Cisco Prime Collaboration Assurance Guide, 9.5
Fault Management Overview
Downloads: This chapterpdf (PDF - 201.0KB) The complete bookPDF (PDF - 4.16MB) | Feedback

Table Of Contents

Fault Management Overview

Event

Alarms

Event Creation

Alarm Creation

Event and Alarm Association

Event and Alarm Correlation

Event Aggregation

Event Masking

Alarm Status

Event Severity

Event and Alarm Database

Alarm Notifications


Fault Management Overview


Cisco Prime Collaboration ensures near-real time quick and accurate fault detection. After identifying the event, Prime Collaboration groups related events, creates alarms, and performs fault analysis to determine the root cause of the fault in a network.
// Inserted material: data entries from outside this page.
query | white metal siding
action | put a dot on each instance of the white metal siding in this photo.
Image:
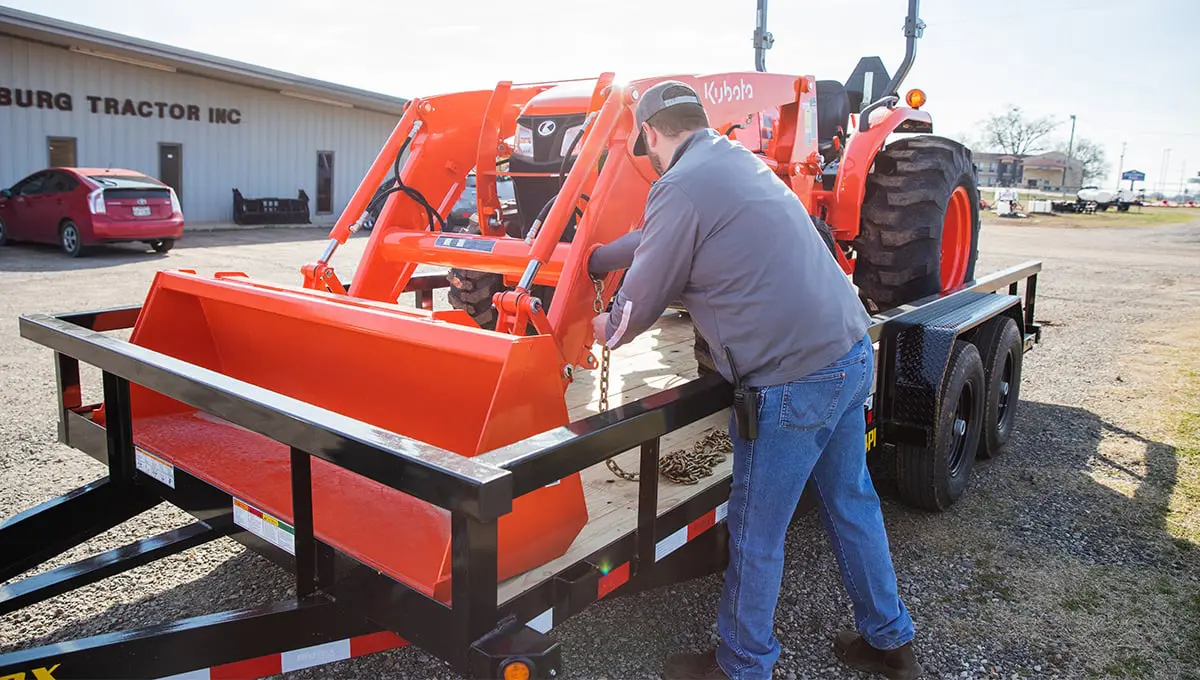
(271, 152)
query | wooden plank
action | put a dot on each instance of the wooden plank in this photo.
(657, 360)
(655, 357)
(612, 503)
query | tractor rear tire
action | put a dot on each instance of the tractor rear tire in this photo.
(919, 230)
Prime Collaboration allows you to monitor the events that are of importance to you. You can customize the event severity and enable management applications to receive notifications from Prime Collaboration, based on the severity. Prime Collaboration monitor events from the endpoints and service infrastructure devices. You can also export the alarms and events as a CSV or PDF file.

If you have deployed Prime Collaboration in MSP deployment mode, you can view the alarms based on customer.

This chapter explains the concepts that are key to the Prime Collaboration fault management framework.

Event

An event is a distinct incident that occurs at a specific point in time.

An event is a:

Possible symptom of a fault that is an error, failure, or exceptional condition in the network. For example, when a device becomes unreachable, an Unreachable event is triggered.

Possible symptom of a fault clearing. For example, when a device state changes from unreachable to reachable, an event is triggered.

Examples of events include:

Port status change.

Node reset

Node becoming reachable for the management station.

Connectivity loss between routing protocol processes on peer routers.

Events are derived from incoming traps and notifications, detected status changes (by polling), and user actions.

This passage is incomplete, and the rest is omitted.